Fulfilling her ambition meant juggling three jobs and putting out a clothing range while studying fashion at Whitecliffe College of Arts and Design in Auckland, where she met her design partner, Madeleine Harman. She has enthusiastically worked for free to gain experience and knowledge. Her big OE was just a two-week holiday in New York. And now she puts in a seven-day week, overseeing production, designing clothes, managing staff, wooing sponsors and serving behind the counter at the Harman Grubiša store in Auckland’s Herne Bay.
“I’ve always had a very strong work ethic,” explains Grubiša. “I was brought up to believe that if you want something, you work for it. And I’m not afraid to take risks. We take a lot every day. Even having a product sitting in a store that is going to be worn by a woman is a risk. But you can’t not take risks because you’re afraid of a bad outcome otherwise you’d never do anything.”
There have been setbacks along the way, but Grubiša isn’t easily discouraged.
“We’ve been challenged a lot. When we started, we sought advice from lots of people in the industry who we admired, and they challenged us. Consistently, we’ve had to fight for what we’ve achieved. But if you really want to do something, you’re going to do whatever it takes to get it.”
Grubiša is forging her own individual path, following her passion and showing the entrepreneurial spirit her generation is being told it will need to survive.
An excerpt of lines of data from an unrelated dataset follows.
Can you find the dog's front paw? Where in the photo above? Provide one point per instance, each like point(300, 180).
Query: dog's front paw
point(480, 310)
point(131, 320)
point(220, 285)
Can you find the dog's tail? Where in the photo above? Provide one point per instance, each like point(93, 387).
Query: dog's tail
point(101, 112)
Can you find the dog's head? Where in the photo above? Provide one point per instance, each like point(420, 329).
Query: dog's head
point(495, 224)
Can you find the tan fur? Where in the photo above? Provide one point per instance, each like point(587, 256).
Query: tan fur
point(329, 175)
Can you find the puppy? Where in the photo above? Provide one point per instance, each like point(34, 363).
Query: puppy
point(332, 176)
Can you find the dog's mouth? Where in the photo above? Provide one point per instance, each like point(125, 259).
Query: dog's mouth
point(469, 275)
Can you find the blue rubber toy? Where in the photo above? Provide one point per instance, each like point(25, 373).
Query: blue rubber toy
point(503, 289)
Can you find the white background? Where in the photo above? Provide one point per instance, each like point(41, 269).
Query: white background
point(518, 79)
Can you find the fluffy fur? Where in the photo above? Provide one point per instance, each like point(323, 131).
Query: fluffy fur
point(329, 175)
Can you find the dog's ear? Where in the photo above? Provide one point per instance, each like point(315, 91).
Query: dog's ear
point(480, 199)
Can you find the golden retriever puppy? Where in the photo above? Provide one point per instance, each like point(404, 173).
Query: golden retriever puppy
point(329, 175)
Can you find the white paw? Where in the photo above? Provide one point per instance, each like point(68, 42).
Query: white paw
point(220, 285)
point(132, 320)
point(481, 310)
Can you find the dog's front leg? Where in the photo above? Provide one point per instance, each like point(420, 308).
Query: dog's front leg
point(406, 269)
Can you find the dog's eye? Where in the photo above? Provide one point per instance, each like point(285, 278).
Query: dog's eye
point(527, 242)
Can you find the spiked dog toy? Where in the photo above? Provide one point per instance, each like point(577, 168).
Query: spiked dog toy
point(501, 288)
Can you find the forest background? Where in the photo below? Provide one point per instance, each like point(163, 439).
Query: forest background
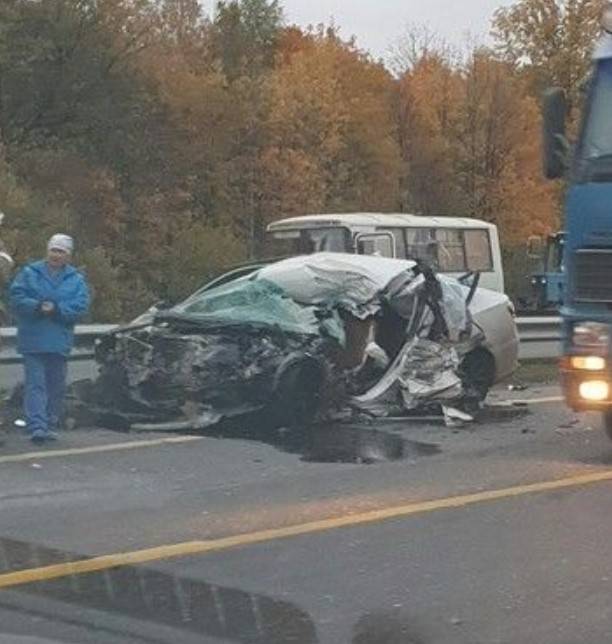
point(165, 140)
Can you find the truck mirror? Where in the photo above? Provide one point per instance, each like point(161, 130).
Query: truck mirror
point(556, 147)
point(535, 247)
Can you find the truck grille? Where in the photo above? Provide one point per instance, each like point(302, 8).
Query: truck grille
point(593, 276)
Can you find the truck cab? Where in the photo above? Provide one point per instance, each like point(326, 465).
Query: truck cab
point(586, 365)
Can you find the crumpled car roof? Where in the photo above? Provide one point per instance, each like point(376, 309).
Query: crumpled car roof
point(291, 294)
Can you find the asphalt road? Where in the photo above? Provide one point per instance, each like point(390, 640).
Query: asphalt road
point(406, 533)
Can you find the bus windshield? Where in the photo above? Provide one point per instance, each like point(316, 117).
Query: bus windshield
point(306, 241)
point(596, 148)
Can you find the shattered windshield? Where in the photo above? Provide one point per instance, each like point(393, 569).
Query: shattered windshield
point(597, 142)
point(251, 301)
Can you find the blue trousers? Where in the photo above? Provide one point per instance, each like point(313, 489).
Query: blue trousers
point(45, 390)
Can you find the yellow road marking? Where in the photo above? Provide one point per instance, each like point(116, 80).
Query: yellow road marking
point(97, 449)
point(149, 555)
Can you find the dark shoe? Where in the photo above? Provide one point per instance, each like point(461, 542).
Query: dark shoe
point(38, 436)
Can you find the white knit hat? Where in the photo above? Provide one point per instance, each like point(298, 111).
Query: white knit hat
point(61, 242)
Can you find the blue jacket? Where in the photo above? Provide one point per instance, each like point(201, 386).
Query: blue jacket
point(39, 333)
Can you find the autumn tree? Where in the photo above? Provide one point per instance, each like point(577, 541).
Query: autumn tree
point(550, 41)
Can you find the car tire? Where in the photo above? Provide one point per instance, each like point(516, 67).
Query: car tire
point(478, 373)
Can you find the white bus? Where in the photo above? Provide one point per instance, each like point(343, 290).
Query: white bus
point(455, 246)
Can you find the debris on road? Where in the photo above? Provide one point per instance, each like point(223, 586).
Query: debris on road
point(307, 337)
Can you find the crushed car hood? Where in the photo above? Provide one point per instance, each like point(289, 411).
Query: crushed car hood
point(305, 335)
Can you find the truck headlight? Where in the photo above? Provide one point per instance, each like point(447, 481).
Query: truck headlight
point(606, 18)
point(595, 390)
point(588, 363)
point(591, 334)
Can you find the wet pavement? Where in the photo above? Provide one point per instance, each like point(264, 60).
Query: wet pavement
point(159, 599)
point(527, 569)
point(333, 443)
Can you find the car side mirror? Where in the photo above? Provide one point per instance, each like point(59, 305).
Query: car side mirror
point(555, 144)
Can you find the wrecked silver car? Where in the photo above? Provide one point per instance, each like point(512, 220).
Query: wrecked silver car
point(311, 336)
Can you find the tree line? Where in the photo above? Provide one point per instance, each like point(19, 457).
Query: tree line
point(165, 140)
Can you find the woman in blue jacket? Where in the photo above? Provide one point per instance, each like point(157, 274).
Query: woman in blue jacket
point(48, 298)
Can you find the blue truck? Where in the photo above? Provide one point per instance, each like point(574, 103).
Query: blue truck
point(586, 364)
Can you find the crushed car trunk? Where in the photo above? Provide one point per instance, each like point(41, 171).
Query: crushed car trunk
point(298, 338)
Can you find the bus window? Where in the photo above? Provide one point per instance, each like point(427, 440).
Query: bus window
point(451, 250)
point(400, 242)
point(380, 244)
point(478, 250)
point(421, 244)
point(307, 241)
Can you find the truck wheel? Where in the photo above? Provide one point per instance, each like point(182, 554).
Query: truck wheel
point(607, 423)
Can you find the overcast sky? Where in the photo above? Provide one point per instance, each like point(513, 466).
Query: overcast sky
point(377, 24)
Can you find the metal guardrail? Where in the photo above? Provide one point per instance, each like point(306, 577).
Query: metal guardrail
point(85, 337)
point(540, 338)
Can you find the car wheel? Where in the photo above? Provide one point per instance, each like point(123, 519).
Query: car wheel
point(478, 373)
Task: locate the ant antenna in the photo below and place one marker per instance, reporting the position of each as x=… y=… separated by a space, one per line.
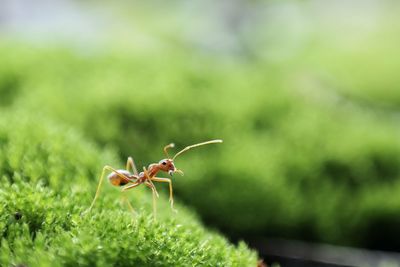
x=196 y=145
x=167 y=147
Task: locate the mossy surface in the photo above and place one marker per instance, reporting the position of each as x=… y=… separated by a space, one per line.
x=299 y=159
x=49 y=174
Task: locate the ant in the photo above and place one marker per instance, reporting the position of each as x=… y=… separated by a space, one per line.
x=128 y=180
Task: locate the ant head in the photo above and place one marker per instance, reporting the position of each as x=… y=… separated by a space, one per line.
x=167 y=164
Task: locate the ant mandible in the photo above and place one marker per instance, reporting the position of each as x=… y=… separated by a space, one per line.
x=147 y=176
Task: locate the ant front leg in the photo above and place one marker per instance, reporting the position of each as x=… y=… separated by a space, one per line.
x=171 y=195
x=150 y=184
x=106 y=168
x=131 y=163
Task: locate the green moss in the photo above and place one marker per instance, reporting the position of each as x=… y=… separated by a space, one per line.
x=49 y=175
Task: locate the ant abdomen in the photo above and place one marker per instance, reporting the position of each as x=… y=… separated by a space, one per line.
x=117 y=180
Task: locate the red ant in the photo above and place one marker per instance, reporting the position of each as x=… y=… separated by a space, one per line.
x=129 y=180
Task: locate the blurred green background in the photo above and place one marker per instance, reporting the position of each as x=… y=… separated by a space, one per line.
x=305 y=95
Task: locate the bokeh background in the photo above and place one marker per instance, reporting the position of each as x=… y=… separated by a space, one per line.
x=305 y=95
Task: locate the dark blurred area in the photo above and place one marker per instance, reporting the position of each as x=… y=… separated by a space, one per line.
x=305 y=95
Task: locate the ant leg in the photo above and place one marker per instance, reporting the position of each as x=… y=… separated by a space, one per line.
x=106 y=168
x=130 y=186
x=154 y=198
x=131 y=163
x=171 y=195
x=148 y=179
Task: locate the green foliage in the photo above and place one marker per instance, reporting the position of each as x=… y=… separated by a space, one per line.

But she warns that it is vital to have a strong foundation before attempting to build a business.
“Madeleine and I always wanted to start a label together, but no one should ever do that straight off the back of university; you need to work and explore. My advice is to intern as much as possible and soak up information, figure out what you really want and equip yourself for it.”
This month, Harman Grubiša launches a footwear range, and the design duo have also recently collaborated with a jeweller. It is all part of a plan to become a lifestyle brand and find a niche internationally. “We want to be in every woman’s wardrobe. But we’re cautious, we’re building it gradually.”
Gritty and focused, Grubiša has no plans to skip from career to career. In 10 years, she expects to still be working seven-day weeks in fashion.
“It’s draining and intense and you do make a lot of sacrifices … but I love what I do.”